At press time, that included the iPhone, iPod Touch, Kindle Fire and Fire HD, Google Nexus and Samsung Galaxy tablets, as well as PCs and Macs.
Cox has good reason to pour more resources into those platforms: It’s where the eyeballs are going. The cable provider’s internal research shows that 30% of Cox households watch some video on the iPad, and 55% already watch video on any type of smartphone or tablet.
Sharing some traits found on the Cox Trio set-top guide, which launched in late 2012, the MSO’s new app for the iPad will also feature three navigation panes to provide detail on what’s on live TV, what’s available on VOD, and a section called “My Library.”
The live panel will use the recommendations engine to display eight recommended TV shows or movies that are currently available, while the on-demand section likewise offers eight recommended VOD titles that will change and evolve as titles come in and out of the Cox VOD library (currently more than 27,000 titles, including about 5,000 in HD format).
Cox VOD on the new iPad app will start off with “free” ad-supported titles, and later tack on subscription and transactional VOD, Necessary said.
The My Library pane will compile a “watch list” for each individual in the household and serve as an aggregation point for programmer-developed applications such as HBO Go and WatchESPN, as well as apps developed internally by Cox, including one that can operate the MSO’s new home-security service and an live TV-streaming app.
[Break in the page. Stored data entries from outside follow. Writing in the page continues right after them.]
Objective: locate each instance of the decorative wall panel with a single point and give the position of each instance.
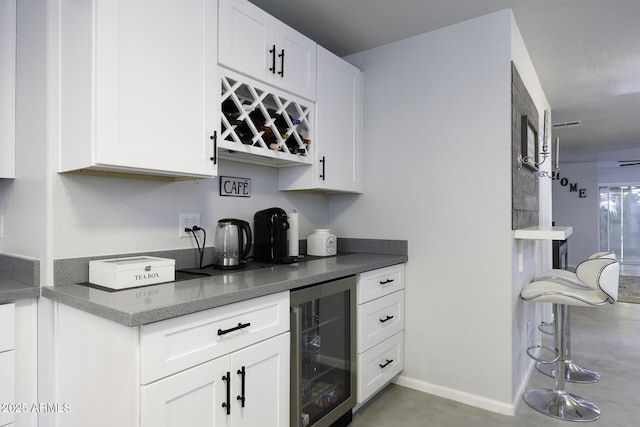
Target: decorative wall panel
(524, 190)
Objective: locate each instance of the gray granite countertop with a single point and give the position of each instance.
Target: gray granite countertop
(138, 306)
(12, 290)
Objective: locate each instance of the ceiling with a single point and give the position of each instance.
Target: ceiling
(586, 54)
The live streaming app currently offers 91 channels and is poised to break the 100-channel barrier when Cox launches the PVE app, Necessary said.
Aggregating those apps is becoming increasingly important, Necessary said, because most consumers don’t know which channels are supported by programmer apps and which live TV feeds are offered via Cox’s own streaming app.
“The PVE app offers a single, convenient aggregation point for all the content, regardless of source and regardless of location that you might be accessing at that given point in time,” he said.
Cox hopes the early results it’s seeing with the Trio guide, which is now in front of more than 300,000 customers, will carry over to the iPad app. According to a recent survey of Trio users, 56% said the recommendation features made them aware of content they didn’t know about or would not have otherwise naturally discovered on their own, while 32% said they enjoyed watching TV more as a result.